Uma das manifestações do declínio do comércio de armas foi o renascimento de antigos estilos de armas, tendência que recebeu impulso significativo a partir do livro do historiador Arai Hakuseki, publicado em 1725, Honto Gunkiko. Hakuseki adorava os estilos antigos, como a armadura o-yoroi, e os ferreiros daquela época tentavam reproduzi-los para as necessidades do público, às vezes criando misturas bizarras e incríveis de armaduras novas e antigas, que não tinham valor prático. Aliás, a armadura de samurai mais engraçada, que chegou a entrar em muitos museus e coleções particulares, foi feita … após o fim da Segunda Guerra Mundial e a ocupação do Japão pelas tropas americanas. Então, as cidades japonesas ficaram em ruínas, as fábricas não funcionaram, mas com o passar da vida, os japoneses começaram a produzir souvenirs para soldados e oficiais americanos. Estes foram, antes de tudo, modelos habilmente feitos de templos, junoks e armaduras de samurai japonesas, uma vez que as autoridades de ocupação estavam proibidas de fazer as mesmas espadas. Mas não fazer armadura de lembrança de metal real? É necessário forjá-lo, e onde você o consegue ?! Mas há tanto papel quanto você quiser - e foi com ele, coberto com o mesmo verniz japonês famoso, que essa armadura foi feita. Além disso, também garantiram aos seus clientes que esta é uma verdadeira antiguidade e que sempre a tiveram! A propósito, daqui falava-se que a armadura de samurai era leve e quebrava o recorde e era feita de papel prensado e placas de bambu!
O xadrez vietnamita incrustado com madrepérola também é dessa época.
No entanto, deve ser enfatizado que os japoneses nunca teriam qualquer armadura, nem metal, nem papel, se não fosse … sim, sim, as condições geográficas naturais em que viviam em suas ilhas, e graças às quais ali cresceu a famosa árvore de laca, dando-lhes a laca urusi de que precisavam! E é por isso que o haicai sobre o verão foi escolhido como epígrafe deste capítulo. Afinal, ela é colhida apenas no início do verão (junho-julho), quando o crescimento da folhagem é mais intenso …
Outra caixa "de lá" com a imagem das ilhas do Mar da China Meridional.
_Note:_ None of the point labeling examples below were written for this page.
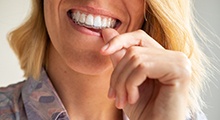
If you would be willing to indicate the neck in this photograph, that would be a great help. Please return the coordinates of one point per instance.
(84, 96)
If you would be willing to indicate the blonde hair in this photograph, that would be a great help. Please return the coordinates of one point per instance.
(168, 22)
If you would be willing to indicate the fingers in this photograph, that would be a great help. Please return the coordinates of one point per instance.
(136, 38)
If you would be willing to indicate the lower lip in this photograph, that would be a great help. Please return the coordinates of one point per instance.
(84, 30)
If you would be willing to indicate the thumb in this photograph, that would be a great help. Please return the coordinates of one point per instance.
(107, 35)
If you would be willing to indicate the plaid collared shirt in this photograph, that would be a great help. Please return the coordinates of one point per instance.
(36, 100)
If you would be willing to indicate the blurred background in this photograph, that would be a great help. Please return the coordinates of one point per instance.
(13, 12)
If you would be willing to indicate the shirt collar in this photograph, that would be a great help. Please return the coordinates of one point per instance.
(41, 100)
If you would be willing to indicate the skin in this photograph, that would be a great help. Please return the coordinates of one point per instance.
(128, 66)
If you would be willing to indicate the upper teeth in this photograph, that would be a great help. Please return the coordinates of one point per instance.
(91, 21)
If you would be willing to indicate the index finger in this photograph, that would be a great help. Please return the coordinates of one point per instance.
(126, 40)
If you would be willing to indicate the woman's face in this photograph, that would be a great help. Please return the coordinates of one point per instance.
(74, 29)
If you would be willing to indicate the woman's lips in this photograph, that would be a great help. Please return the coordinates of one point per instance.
(92, 22)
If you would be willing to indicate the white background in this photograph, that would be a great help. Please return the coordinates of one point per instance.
(13, 12)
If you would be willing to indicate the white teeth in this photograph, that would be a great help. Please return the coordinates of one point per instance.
(82, 18)
(98, 22)
(91, 21)
(104, 22)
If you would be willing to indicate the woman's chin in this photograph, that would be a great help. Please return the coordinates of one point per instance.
(95, 67)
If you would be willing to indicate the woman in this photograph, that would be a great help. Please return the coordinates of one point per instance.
(99, 59)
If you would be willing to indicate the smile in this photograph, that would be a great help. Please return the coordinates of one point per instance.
(93, 21)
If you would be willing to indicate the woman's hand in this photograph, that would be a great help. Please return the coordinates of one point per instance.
(148, 81)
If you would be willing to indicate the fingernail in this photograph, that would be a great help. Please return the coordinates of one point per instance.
(104, 48)
(111, 93)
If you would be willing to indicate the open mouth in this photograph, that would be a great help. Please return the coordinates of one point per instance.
(93, 22)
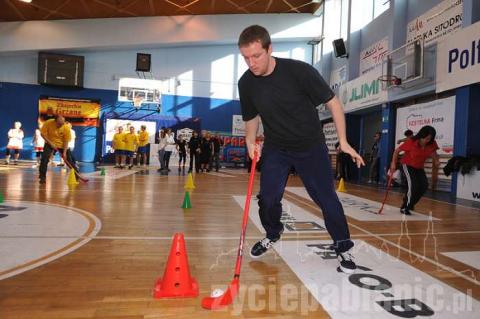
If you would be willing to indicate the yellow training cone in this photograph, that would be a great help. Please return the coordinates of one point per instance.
(341, 186)
(72, 180)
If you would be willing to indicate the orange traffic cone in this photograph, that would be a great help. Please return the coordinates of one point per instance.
(341, 186)
(176, 281)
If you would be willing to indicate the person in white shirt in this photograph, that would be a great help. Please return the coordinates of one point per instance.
(15, 142)
(162, 143)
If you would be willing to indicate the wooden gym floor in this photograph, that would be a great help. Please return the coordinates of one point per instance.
(113, 274)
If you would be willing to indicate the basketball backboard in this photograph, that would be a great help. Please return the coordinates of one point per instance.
(133, 90)
(403, 65)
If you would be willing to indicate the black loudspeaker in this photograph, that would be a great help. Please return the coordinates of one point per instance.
(143, 62)
(60, 69)
(339, 48)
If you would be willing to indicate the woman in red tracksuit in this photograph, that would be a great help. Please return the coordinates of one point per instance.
(416, 150)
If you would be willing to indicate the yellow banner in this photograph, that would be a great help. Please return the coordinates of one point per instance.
(77, 112)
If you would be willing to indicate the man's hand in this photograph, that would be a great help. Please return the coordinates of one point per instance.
(252, 147)
(393, 167)
(356, 158)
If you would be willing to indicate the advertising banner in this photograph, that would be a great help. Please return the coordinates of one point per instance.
(436, 23)
(458, 59)
(78, 112)
(372, 56)
(439, 113)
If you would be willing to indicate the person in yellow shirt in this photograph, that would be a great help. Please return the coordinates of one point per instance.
(119, 146)
(56, 133)
(142, 146)
(131, 142)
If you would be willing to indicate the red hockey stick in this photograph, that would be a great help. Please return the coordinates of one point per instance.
(218, 302)
(389, 185)
(70, 165)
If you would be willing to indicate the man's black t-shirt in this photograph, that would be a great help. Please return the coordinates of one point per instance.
(286, 101)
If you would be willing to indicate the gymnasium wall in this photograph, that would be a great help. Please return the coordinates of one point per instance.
(200, 82)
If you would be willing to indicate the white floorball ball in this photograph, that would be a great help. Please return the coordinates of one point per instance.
(216, 293)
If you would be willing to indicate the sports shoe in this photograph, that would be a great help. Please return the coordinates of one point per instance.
(261, 247)
(347, 265)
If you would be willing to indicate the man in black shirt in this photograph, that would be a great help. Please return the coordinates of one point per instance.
(284, 93)
(194, 147)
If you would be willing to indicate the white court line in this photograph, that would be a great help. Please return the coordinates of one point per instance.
(284, 236)
(439, 265)
(218, 174)
(424, 197)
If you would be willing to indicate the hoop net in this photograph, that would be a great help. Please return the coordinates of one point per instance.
(388, 81)
(137, 101)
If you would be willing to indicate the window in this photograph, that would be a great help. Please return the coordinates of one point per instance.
(380, 6)
(364, 11)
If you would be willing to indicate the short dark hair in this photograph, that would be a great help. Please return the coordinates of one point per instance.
(254, 33)
(424, 132)
(408, 133)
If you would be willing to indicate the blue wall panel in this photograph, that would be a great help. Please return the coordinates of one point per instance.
(19, 102)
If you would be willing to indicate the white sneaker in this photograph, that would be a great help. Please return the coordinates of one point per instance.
(347, 265)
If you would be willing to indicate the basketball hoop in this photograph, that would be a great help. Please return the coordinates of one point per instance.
(137, 101)
(388, 81)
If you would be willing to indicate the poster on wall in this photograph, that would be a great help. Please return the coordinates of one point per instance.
(364, 91)
(78, 112)
(238, 126)
(436, 23)
(371, 57)
(468, 186)
(458, 59)
(439, 113)
(234, 150)
(149, 91)
(111, 126)
(338, 77)
(331, 137)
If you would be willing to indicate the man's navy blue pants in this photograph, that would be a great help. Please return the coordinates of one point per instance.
(314, 168)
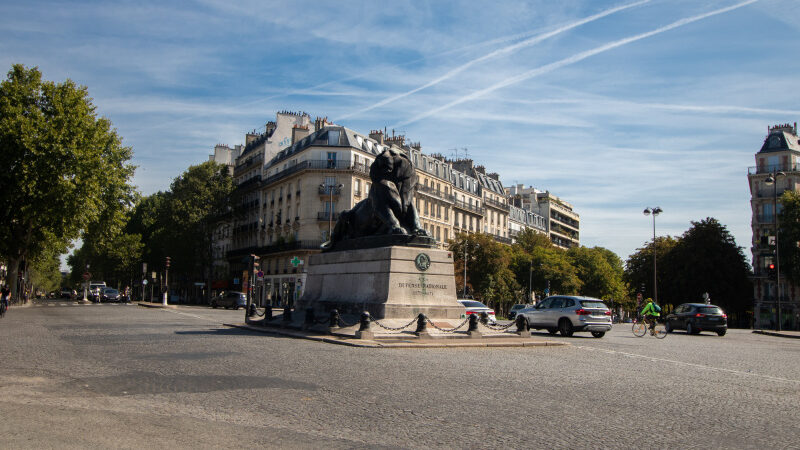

Uma imagem muito simples e sem arte, mas é bom usar esta caixa.
A propósito, ainda não está claro como os ancestrais dos japoneses de hoje tiveram a ideia de usar a seiva da madeira laca como verniz. O que os ajudou nisso? Observação natural? Caso de sorte? Quem sabe? Mas seja como for, é a esse verniz que o Japão deve o fato de muitas das armaduras feitas por seus mestres terem sobrevivido até hoje, apesar de todas as vicissitudes de seu clima, e ainda hoje encantam nossos olhos.